#6. Diamonds aren’t forever
Have you ever been on a hiking trip, and forgot to bring your water bottle? Well, imagine if you were lost in the wilderness, and you had no water for days when suddenly you stumble on a lost tribe of natives. The natives have water, but they want something in return… your shiny diamond wedding ring.
If you were dying of thirst, would you trade the ring for the glass of water? Of course you would. And in doing so, you’re proving Karl Marx wrong. You see, Karl Marx had a theory called the “Labor Theory of Value,” which basically argued that something was as valuable as the time and effort that it took to create or acquire it. Thus, a diamond would be expensive because it takes lots of labor and toil to dig it up, cut it, and set it in your jewelry. Surely a diamond would always be more valuable than a glass of water, right? Not in the above scenario.
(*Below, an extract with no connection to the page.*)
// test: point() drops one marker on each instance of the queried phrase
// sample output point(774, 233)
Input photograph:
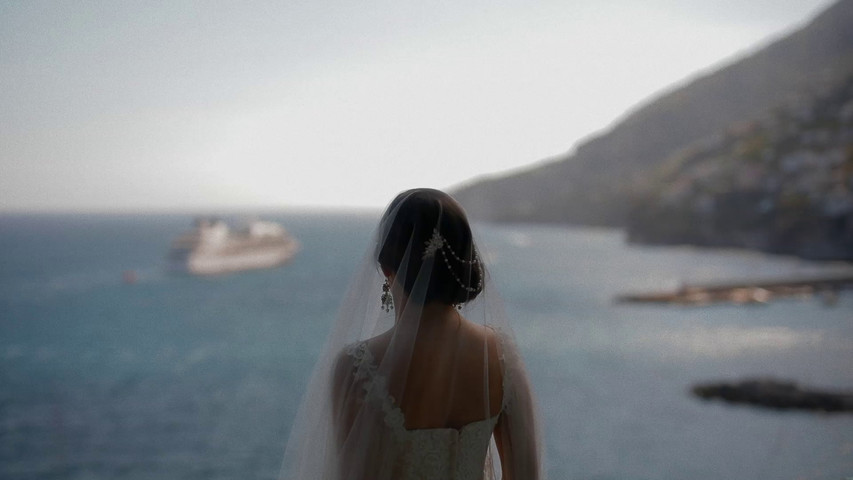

You see, value is always subjective. That’s why prices always change and are constantly shifting in a free market, capitalist economy. Diamonds today may be a big deal, but if next year we suddenly decide that we don’t want diamond wedding rings, we want onion rings instead, the diamond economy could collapse overnight. Why? Because value is always what someone is willing to pay for something. Socialist economies can’t plan the pricing system, and indeed they will usually look at prices in capitalist countries to try and emulate them.